I: I think the problem with the music you’re talking about is that it’s music that the performer thinks people want to hear. That has an effect on you as an artist. For us it was just about this being our traditional music. The last thing on anybody’s minds is, “are we gonna be famous?” We wanted to take this music seriously. We didn’t want to pander to anyone else.
N: Taking it seriously, for me personally, means not giving a fuck and just getting on with it.
I: Some people talk about the 60s revival, and they’re obviously hoping that it’s happening again. But that happened, and this is different. Look at how messed up the country is at the moment.
But there’s an interesting point made in the introduction to the New Penguin Book of English Folk Songs, where the author talks about the UK revival being a reaction to the American way of life that some perceived as dominating in the 1950s. I wonder if there could be a revival based on a similar reaction, whether that’s a political reaction or a reaction to having our lives dictated by technology and wanting something a bit more real…
I: But this is where people get a bit starry-eyed about it. The big difference is that, back then, the likes of Martin Carthy could be well known. Put it this way: if you take a step to one side into a different genre, say DJing and producers and stuff, even someone relatively unknown is able to command a bigger fee than the biggest folk artists of today. Back in the 60s, the musical aesthetic wasn’t that different to pop music. You could have The Dubliners getting into the Top 10 with ‘Seven Drunken Nights‘, which is a folk song. There were other pop songs that had that acoustic sound and those elements. Dial it forward to today and you’re talking about a completely different thing. The musical landscape has changed irrevocably due to capitalism and mass market media, and everything being image-driven. It’s what disenchanted me. Even your underground music is being commercialised, right to the core. I’m dismayed. Sorry, I’m rambling on, but yeah, this is our traditional music and you should have some fucking respect.

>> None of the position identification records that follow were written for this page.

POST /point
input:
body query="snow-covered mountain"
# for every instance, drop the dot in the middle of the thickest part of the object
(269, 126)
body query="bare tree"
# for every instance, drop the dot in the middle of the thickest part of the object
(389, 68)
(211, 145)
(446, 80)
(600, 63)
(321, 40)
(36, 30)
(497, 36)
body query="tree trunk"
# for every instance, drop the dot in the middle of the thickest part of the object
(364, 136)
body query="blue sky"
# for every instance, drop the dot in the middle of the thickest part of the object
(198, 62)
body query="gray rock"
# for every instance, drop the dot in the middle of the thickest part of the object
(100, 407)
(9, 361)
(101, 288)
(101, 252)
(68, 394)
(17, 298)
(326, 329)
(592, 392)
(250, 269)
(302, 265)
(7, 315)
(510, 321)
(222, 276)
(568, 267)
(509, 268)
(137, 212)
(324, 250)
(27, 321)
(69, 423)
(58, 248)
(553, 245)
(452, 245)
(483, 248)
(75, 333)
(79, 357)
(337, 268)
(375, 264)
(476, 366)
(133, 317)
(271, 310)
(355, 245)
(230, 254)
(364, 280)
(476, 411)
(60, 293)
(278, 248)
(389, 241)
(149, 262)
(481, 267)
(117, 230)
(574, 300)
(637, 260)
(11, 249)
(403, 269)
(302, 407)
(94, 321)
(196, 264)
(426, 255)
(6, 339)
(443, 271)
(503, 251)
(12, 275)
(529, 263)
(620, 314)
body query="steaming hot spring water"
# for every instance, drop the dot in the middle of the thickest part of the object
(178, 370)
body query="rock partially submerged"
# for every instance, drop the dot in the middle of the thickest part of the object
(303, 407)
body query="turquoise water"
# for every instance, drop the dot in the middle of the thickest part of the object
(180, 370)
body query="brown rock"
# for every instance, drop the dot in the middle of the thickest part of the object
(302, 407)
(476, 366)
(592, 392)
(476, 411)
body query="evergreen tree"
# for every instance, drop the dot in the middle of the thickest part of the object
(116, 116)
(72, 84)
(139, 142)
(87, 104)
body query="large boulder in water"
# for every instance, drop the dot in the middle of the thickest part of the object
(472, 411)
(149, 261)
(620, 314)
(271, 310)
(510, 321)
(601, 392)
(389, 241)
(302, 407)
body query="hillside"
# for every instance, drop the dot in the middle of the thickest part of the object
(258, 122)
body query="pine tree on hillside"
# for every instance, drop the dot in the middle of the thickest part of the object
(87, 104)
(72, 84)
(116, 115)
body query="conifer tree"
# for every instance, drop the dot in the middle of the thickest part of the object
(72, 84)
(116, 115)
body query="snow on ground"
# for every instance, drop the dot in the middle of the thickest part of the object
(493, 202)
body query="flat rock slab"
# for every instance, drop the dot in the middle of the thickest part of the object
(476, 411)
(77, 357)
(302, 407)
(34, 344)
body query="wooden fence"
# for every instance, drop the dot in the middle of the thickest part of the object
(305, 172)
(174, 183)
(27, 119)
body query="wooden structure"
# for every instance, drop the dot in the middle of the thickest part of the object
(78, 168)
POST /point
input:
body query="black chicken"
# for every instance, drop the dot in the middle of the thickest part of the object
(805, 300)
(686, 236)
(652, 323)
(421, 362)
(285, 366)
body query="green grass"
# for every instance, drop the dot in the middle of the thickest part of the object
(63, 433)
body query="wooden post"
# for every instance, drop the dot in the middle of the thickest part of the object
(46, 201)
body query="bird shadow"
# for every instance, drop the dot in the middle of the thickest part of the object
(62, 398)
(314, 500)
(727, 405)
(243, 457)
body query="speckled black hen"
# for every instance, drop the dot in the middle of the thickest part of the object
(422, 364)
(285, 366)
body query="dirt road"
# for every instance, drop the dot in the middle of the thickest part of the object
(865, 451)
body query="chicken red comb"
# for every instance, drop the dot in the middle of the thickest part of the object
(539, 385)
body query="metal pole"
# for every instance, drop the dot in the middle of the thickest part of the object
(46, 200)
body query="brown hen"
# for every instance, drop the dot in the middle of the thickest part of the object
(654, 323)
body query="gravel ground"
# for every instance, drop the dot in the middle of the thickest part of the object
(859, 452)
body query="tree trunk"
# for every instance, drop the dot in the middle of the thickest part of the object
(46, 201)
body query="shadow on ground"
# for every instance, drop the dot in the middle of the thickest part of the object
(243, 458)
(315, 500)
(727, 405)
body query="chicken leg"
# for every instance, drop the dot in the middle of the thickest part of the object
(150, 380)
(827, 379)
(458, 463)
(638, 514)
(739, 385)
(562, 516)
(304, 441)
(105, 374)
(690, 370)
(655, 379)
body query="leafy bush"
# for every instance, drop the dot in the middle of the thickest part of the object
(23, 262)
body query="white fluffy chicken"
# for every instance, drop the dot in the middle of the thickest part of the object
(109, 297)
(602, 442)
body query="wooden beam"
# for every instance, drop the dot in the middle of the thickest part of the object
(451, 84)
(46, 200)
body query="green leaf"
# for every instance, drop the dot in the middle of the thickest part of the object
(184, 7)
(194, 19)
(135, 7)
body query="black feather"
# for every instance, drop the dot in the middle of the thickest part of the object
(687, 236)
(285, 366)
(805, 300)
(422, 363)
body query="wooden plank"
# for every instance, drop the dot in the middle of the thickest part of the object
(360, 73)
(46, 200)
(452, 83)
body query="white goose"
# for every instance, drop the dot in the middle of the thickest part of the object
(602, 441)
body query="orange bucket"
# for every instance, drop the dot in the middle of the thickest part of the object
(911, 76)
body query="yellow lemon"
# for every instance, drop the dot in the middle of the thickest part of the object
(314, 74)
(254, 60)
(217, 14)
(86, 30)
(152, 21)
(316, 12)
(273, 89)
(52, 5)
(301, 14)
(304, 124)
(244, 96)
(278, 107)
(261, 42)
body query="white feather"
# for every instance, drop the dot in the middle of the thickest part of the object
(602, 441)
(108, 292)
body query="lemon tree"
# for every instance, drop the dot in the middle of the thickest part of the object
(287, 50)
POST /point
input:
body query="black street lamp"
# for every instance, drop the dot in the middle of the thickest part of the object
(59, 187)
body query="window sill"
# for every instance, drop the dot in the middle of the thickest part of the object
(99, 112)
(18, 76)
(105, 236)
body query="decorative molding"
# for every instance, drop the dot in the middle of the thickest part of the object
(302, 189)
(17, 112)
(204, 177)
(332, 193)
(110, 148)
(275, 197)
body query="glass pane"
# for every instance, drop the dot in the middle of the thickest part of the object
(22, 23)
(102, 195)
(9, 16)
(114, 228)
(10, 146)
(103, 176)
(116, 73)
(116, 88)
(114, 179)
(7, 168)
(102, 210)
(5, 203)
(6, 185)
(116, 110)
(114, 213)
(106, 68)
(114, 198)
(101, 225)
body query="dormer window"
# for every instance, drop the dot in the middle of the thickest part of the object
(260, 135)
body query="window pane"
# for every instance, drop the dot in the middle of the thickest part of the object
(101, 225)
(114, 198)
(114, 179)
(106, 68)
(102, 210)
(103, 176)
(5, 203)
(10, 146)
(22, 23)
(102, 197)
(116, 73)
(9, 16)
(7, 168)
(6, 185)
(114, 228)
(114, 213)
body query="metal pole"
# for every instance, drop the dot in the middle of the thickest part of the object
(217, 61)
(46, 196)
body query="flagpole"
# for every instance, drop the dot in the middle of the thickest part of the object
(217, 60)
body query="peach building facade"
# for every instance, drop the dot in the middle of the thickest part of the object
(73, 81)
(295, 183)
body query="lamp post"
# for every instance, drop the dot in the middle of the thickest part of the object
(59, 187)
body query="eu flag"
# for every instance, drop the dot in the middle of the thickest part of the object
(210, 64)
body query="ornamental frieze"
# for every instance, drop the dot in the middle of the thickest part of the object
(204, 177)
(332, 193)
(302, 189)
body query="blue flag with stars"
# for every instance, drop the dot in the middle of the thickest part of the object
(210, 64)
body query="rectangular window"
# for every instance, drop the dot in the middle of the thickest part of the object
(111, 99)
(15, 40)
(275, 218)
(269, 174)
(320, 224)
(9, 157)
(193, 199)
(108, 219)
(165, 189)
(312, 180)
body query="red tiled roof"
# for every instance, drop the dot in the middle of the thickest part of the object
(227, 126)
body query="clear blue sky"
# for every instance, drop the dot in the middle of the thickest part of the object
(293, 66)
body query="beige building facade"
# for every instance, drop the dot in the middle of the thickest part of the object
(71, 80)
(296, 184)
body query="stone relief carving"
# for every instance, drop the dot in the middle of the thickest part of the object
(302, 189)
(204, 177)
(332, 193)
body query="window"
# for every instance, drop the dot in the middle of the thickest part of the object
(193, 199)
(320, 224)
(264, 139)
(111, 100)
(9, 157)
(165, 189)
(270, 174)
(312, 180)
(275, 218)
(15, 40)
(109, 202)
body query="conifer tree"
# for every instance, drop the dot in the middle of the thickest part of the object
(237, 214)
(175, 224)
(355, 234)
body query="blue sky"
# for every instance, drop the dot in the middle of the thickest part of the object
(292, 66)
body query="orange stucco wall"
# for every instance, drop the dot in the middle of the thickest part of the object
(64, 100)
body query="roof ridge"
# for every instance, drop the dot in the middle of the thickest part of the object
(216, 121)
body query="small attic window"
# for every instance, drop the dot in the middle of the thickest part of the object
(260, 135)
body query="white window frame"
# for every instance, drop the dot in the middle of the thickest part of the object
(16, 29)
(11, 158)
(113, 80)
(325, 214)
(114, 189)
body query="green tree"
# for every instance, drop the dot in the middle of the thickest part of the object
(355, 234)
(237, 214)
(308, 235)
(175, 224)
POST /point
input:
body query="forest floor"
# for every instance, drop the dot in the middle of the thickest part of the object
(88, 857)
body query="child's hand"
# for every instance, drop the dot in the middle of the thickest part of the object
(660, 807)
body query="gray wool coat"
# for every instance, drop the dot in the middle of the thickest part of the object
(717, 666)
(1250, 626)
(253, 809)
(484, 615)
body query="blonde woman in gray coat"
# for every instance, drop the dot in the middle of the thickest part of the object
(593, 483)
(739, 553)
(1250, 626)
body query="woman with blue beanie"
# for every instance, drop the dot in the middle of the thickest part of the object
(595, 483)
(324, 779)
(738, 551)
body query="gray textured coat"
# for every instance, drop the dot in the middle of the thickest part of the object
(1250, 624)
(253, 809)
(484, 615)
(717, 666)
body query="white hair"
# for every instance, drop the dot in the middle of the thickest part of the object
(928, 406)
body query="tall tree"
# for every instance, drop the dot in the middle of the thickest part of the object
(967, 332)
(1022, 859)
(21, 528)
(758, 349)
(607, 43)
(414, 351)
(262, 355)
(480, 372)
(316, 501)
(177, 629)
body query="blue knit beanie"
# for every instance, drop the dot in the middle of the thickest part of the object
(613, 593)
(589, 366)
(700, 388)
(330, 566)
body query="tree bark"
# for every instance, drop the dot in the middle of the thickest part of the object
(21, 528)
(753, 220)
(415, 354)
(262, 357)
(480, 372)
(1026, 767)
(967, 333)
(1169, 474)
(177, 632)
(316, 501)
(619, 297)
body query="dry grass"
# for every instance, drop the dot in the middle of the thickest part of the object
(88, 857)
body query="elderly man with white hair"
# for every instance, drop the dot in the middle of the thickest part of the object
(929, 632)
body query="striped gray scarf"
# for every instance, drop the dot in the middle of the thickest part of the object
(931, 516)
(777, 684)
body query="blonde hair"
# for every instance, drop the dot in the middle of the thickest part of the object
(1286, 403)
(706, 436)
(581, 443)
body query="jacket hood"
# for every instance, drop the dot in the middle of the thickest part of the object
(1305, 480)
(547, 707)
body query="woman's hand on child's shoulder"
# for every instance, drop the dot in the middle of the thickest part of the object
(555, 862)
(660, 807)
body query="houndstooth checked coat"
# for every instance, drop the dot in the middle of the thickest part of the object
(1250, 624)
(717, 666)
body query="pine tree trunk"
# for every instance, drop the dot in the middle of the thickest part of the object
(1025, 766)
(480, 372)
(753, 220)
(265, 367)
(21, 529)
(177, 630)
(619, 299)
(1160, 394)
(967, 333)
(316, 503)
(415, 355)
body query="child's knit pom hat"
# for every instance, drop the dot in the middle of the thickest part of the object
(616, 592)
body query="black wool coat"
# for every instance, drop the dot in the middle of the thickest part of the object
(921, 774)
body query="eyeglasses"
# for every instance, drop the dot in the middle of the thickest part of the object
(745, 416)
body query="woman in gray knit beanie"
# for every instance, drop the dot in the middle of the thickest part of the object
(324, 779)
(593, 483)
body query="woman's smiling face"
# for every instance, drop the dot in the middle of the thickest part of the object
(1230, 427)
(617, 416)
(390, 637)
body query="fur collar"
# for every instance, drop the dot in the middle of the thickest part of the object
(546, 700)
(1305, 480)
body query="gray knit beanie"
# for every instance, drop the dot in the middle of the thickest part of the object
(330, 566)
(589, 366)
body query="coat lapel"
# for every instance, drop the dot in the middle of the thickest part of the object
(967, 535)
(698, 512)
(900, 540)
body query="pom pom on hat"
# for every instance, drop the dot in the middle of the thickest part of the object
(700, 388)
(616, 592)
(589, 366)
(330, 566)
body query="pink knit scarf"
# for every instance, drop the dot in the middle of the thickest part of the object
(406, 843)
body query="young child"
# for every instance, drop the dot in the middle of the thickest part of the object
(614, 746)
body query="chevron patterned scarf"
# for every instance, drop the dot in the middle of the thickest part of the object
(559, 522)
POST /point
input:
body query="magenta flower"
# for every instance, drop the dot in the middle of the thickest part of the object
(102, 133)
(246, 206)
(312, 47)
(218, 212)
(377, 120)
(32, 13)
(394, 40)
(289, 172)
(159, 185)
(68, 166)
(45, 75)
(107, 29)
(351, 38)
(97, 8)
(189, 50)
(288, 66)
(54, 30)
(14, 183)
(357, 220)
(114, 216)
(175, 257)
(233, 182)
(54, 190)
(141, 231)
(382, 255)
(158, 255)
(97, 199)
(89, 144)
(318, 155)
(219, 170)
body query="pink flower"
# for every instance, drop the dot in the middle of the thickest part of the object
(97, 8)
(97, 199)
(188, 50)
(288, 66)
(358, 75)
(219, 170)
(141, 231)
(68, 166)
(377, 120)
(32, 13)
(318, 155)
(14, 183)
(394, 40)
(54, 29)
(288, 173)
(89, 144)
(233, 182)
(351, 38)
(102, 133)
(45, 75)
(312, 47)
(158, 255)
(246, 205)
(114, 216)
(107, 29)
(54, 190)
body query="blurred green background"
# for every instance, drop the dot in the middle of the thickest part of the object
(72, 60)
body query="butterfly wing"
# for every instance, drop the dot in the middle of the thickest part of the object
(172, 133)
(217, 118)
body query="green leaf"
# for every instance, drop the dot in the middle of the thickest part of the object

N: The short answer is: no, there will not be another folk revival [laughs].
When you’re going out and choosing songs, what grabs you first? Is it the narrative? The melody?
N: It’s not something you can quantify. Sometimes it’ll be a political thing, and we’ll feel strongly about it. Take ‘Four Loom Weaver’. None of us are weavers [laughs], and I don’t think there’s much weaving history in my family – they were carpenters and cabinet makers and blacksmiths. And we’re not fresh out of university having done a folk degree. We’ve actually worked for 20 years doing a big mixture of jobs. That song is about someone who was skilled, and was an immensely skilled tradesman, and yet they’re out of work. That seems counter-intuitive, because if you’re that skilled then surely you should be in demand. Sometimes, through no fault of your own… if there’s a cotton famine, you’ve got no cotton to weave with. It’s not your fault and suddenly you’re on the breadline. We can definitely relate to that. I’ve lived through two recessions – the recent one and the one in the 90s.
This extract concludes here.